2- Nebevi Ufuk’ta tevhid dediğimiz zaman, 23 yıl boyunca Efendimizin (sas) gündeminden düşmeyen ve daimi bir gündem olan bir hakikat demiş oluruz.
Efendimizin (sas) 23 yıllık nübüvvet dönemi boyunca nerede ve hangi zeminde olursa olsun temel gündem her zaman tevhid oldu.
3- Nebevi Ufuk’ta tevhid dediğimiz zaman, Efendimizin (sas) tesisi ve muhafazası noktasında en hassas olduğu mesele demiş oluruz.
Allah Resulünü (sas) en çok öfkelendiren şey tevhide ait bir meselenin zedelenmesiydi.
4- Nebevi Ufuk’ta tevhid dediğimiz zaman, bir tevhid cemaati olan sahabenin nasıl tevhid kahramanları olduğuna dair bilgileri konuşmuş oluruz.
5- Nebevi Ufuk’ta tevhid dediğimiz zaman, Müslümanların vahdetinin tevhidden geçtiğini ikrar ederiz.
Saffet olmadan tevhid, tevhid olmadan vahdet, vahdet olmadan ümmet olmaz.
Muhammed Emin Yıldırım Hocamız konferansının sonunda, konuşulan hakikatleri hayatlarımıza da yansıtmamız için bizlere 5 sorumluluk vererek sözlerini nihayete erdirdi.
1- Gelin bir tecdidi iman seferberliği başlatalım.
Aynen sahabenin yaptığı gibi oturup iman hakikatleri üzerinde tefekkür ederek imanımızı tazelemenin gayretini verelim.
2- Bize imanı anlatan en temel kaynak aziz Kitabımız Kur’an’dır.

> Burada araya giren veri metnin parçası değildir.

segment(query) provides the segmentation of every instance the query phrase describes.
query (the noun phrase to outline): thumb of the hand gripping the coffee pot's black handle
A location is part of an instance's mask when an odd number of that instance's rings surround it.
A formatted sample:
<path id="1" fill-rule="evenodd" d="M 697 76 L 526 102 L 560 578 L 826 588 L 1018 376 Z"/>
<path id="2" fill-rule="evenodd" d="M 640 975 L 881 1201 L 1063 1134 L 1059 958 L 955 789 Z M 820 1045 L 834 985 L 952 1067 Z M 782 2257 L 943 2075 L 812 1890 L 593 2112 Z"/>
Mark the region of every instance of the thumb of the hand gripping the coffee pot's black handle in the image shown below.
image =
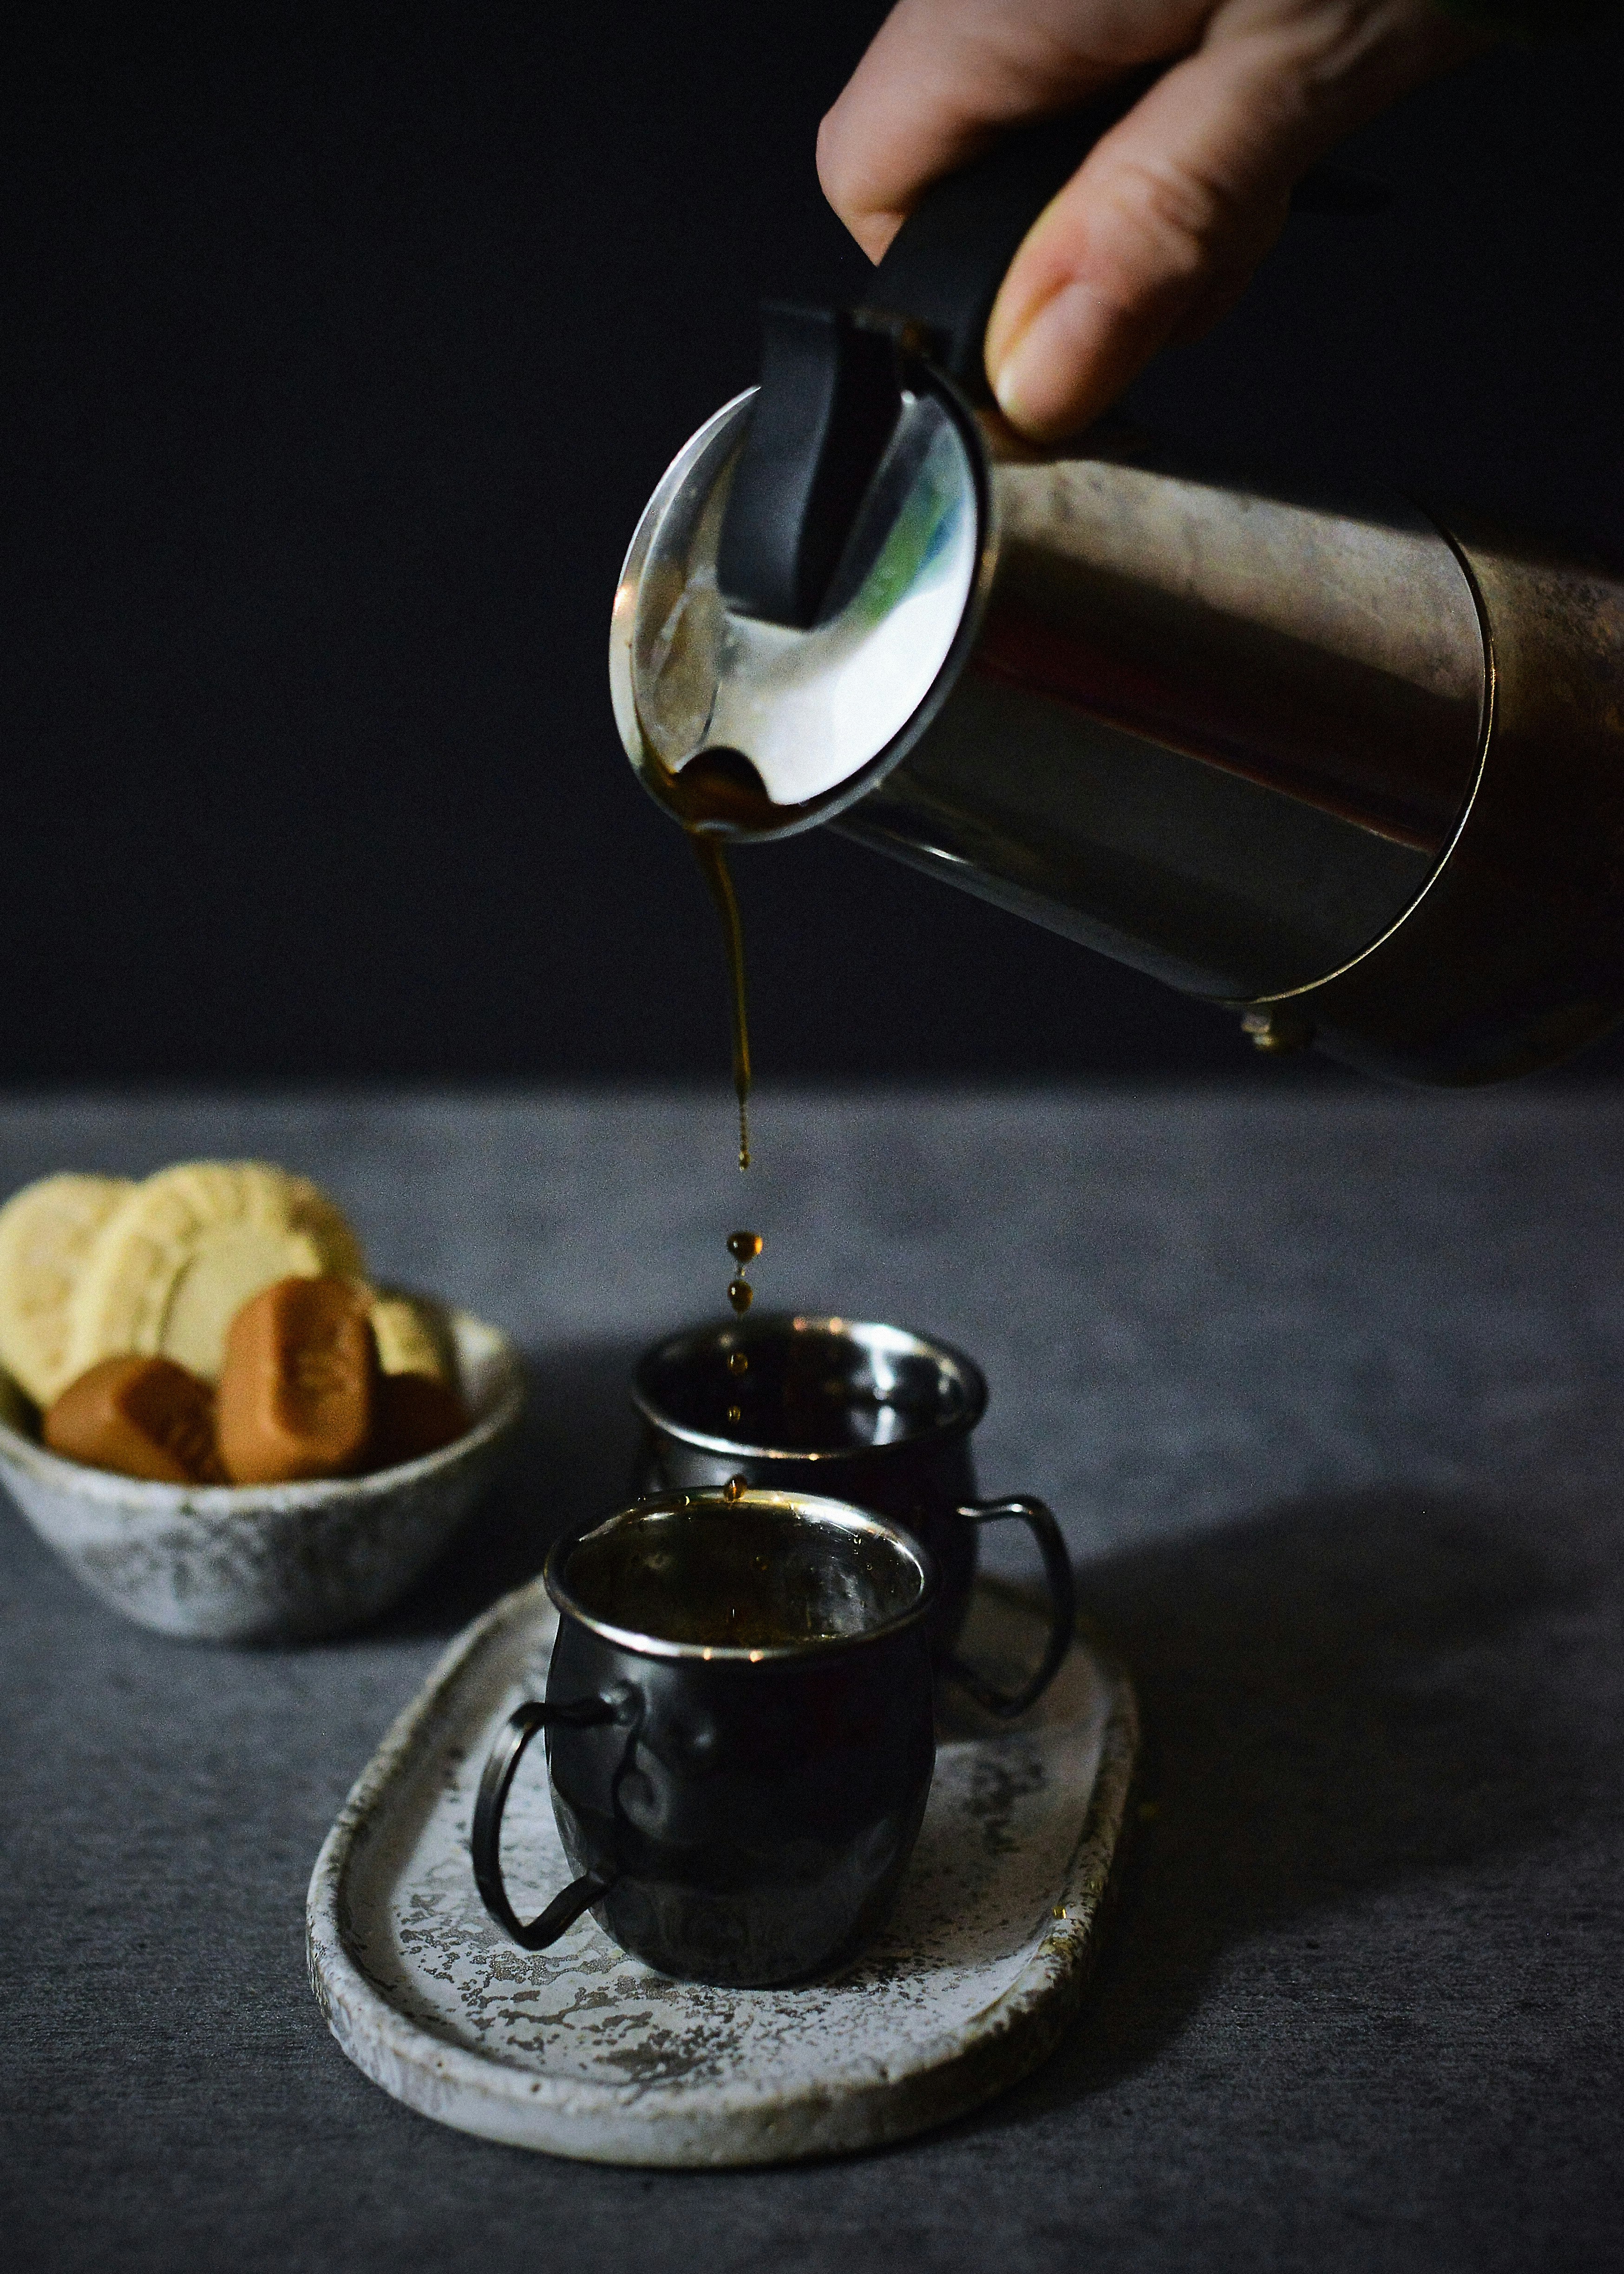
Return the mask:
<path id="1" fill-rule="evenodd" d="M 1406 0 L 1253 16 L 1228 36 L 1221 11 L 1014 255 L 987 325 L 1005 418 L 1035 439 L 1087 425 L 1158 348 L 1233 305 L 1324 150 L 1474 45 Z"/>

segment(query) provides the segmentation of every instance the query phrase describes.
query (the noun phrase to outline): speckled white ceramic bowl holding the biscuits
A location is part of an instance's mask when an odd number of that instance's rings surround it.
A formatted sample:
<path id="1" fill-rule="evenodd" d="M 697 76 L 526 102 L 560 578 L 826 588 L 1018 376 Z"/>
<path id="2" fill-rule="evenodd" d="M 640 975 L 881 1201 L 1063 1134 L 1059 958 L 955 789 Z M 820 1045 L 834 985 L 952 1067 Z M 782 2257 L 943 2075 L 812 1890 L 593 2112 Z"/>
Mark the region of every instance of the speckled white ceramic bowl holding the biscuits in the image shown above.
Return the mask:
<path id="1" fill-rule="evenodd" d="M 0 1373 L 0 1480 L 86 1587 L 161 1635 L 309 1642 L 364 1626 L 441 1553 L 523 1410 L 507 1337 L 462 1310 L 444 1321 L 473 1428 L 398 1469 L 318 1485 L 146 1485 L 23 1435 L 14 1424 L 27 1408 Z"/>

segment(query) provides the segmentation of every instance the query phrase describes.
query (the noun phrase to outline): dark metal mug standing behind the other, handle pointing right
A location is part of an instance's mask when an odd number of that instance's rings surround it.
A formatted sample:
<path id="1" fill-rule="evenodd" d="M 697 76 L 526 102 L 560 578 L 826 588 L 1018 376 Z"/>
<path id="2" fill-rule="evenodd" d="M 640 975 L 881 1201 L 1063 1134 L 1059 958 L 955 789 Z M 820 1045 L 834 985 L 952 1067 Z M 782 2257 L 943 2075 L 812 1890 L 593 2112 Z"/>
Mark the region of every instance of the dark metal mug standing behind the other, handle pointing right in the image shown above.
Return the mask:
<path id="1" fill-rule="evenodd" d="M 746 1364 L 735 1371 L 739 1358 Z M 987 1383 L 962 1351 L 867 1319 L 746 1314 L 644 1351 L 632 1403 L 644 1419 L 635 1492 L 714 1489 L 741 1476 L 778 1492 L 835 1492 L 892 1517 L 926 1544 L 942 1576 L 930 1640 L 944 1671 L 1001 1719 L 1049 1687 L 1076 1628 L 1071 1558 L 1044 1501 L 976 1496 L 969 1437 L 987 1410 Z M 1049 1592 L 1042 1662 L 1012 1692 L 955 1655 L 976 1530 L 1003 1521 L 1030 1528 Z"/>

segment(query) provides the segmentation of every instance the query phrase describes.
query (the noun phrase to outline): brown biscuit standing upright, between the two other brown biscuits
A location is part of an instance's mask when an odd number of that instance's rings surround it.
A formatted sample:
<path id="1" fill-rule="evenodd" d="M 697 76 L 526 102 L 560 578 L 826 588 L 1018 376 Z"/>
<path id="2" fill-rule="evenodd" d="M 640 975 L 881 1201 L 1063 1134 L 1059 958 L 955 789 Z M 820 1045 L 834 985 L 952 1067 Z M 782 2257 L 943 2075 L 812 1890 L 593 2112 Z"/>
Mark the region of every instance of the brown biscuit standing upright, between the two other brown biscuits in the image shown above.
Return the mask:
<path id="1" fill-rule="evenodd" d="M 237 1485 L 353 1476 L 373 1433 L 371 1296 L 346 1278 L 284 1278 L 237 1312 L 216 1401 Z"/>

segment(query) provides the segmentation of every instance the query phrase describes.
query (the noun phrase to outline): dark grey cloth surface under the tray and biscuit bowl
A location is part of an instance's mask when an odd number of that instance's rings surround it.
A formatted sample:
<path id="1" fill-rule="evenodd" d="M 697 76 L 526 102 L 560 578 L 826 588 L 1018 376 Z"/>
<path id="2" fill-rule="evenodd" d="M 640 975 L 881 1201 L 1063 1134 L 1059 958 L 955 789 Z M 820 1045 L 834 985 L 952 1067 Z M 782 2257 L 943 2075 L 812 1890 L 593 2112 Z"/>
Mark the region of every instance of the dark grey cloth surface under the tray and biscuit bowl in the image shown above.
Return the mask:
<path id="1" fill-rule="evenodd" d="M 1588 2267 L 1624 2258 L 1624 1103 L 1369 1089 L 30 1101 L 0 1189 L 262 1155 L 516 1330 L 519 1483 L 378 1633 L 239 1653 L 0 1512 L 0 2251 L 27 2267 Z M 746 1194 L 741 1198 L 741 1192 Z M 628 1353 L 762 1298 L 987 1367 L 1062 1512 L 1149 1806 L 1083 2017 L 883 2156 L 637 2174 L 348 2067 L 305 1881 L 450 1635 L 610 1505 Z"/>

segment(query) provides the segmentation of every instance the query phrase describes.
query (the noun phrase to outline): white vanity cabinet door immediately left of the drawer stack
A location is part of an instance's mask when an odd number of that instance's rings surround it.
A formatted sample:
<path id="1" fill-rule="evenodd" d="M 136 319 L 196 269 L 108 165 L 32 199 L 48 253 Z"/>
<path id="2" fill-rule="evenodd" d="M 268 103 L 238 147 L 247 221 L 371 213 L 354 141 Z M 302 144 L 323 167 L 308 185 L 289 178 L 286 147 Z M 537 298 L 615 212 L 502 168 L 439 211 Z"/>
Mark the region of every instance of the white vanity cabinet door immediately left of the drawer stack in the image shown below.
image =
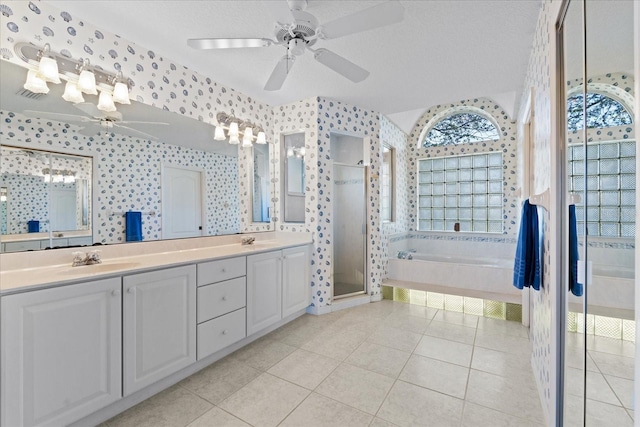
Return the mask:
<path id="1" fill-rule="evenodd" d="M 196 361 L 196 267 L 124 277 L 124 394 Z"/>

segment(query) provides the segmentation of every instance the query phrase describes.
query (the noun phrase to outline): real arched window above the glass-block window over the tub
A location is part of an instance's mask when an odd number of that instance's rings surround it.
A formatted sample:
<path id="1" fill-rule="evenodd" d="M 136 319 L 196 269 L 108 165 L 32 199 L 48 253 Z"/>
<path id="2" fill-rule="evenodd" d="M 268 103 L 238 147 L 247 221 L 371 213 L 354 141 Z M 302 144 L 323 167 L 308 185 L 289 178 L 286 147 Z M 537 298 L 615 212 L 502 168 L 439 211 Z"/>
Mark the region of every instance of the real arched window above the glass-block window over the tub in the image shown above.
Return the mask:
<path id="1" fill-rule="evenodd" d="M 434 124 L 422 145 L 434 147 L 498 139 L 500 133 L 489 119 L 480 114 L 463 112 L 449 115 Z"/>

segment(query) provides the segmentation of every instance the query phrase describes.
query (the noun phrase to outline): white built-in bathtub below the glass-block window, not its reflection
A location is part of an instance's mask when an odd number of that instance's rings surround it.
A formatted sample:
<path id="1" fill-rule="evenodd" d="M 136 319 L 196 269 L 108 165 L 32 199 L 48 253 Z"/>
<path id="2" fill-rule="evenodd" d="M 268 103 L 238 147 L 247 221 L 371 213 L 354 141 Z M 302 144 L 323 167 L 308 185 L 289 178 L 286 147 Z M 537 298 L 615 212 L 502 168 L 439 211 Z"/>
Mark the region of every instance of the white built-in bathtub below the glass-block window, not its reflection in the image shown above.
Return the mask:
<path id="1" fill-rule="evenodd" d="M 389 259 L 388 286 L 522 303 L 513 286 L 513 260 L 407 252 L 412 259 Z"/>

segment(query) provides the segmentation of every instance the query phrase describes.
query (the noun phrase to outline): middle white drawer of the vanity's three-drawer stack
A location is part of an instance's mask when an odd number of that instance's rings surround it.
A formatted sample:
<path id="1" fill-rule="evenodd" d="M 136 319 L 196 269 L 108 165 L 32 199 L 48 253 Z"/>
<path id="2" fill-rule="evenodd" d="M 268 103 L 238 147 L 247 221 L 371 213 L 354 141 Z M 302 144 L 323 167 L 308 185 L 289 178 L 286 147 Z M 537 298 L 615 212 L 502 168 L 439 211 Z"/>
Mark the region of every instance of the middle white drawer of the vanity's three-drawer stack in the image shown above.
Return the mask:
<path id="1" fill-rule="evenodd" d="M 198 323 L 230 313 L 246 305 L 247 279 L 238 277 L 198 288 Z"/>

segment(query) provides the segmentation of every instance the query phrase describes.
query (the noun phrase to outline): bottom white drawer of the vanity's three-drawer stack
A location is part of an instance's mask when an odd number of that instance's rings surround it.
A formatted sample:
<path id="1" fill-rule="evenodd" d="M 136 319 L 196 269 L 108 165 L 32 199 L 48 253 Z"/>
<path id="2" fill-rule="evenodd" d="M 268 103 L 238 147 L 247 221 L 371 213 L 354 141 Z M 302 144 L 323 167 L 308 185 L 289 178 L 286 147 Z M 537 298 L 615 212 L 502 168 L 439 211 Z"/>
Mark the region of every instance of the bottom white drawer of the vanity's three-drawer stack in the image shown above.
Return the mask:
<path id="1" fill-rule="evenodd" d="M 198 359 L 240 341 L 246 334 L 244 308 L 198 325 Z"/>

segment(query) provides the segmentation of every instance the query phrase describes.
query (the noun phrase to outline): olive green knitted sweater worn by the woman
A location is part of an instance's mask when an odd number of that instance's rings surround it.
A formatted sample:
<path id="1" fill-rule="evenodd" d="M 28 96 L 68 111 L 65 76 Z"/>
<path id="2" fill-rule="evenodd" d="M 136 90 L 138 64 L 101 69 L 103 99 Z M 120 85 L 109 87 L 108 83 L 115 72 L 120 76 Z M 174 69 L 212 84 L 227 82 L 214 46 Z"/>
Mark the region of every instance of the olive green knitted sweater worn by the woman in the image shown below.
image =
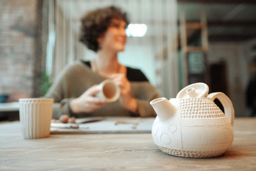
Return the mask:
<path id="1" fill-rule="evenodd" d="M 110 103 L 100 109 L 90 113 L 74 114 L 70 110 L 70 100 L 78 98 L 91 86 L 99 84 L 107 78 L 94 73 L 89 66 L 77 61 L 66 66 L 60 75 L 55 79 L 45 98 L 53 98 L 53 118 L 58 119 L 60 115 L 75 115 L 76 117 L 91 116 L 156 116 L 153 108 L 149 104 L 150 100 L 159 98 L 159 93 L 151 86 L 149 81 L 131 81 L 131 95 L 137 100 L 138 113 L 134 114 L 122 108 L 119 100 Z"/>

Kelime-i Tevhidin “la ilahe” kısmını bize en iyi anlatan Kâfirun Sûresi ve “illallah” kısmını bize en iyi anlatan İhlas Sûresini tefsiri ile birlikte okuyarak imanı ve tevhidi daha iyi kavramaya çalışalım.
3- Allah’ı (cc) bize tanıtan en önemli vesile Cenab-ı Hakkın isimleri olan Esma-ül Hüsna’dır. Gelin o güzel isimler üzerinde tefekkür edelim, O’nun (cc) isimleri ile ahlaklanmaya çalışalım.
4- Efendimiz’in (sas) bize Rabbimizi (cc) anlattığı hadisleri okuyup yeniden gündemimize alarak, Efendimizin (sas) Allah (cc) ile olan münasebeti üzerinden, Rabbimiz (cc) ile olan münasebetlerimizi düzenleme adına gayret edelim.
5- Allah’tan (cc) ve imandan mahrum olan kardeşlerimize Rabbimizi (cc) ve imanı anlatmak adına bir hedef ve gayretimiz olsun.
Nebevî Ufuk Projesinin bir sonraki programı “Nebevi Ufuk’ta Peygamberler Diyarı Kudüs” konulu programla 14 Ocak’ta Almanya Münih’te gerçekleştirilecek.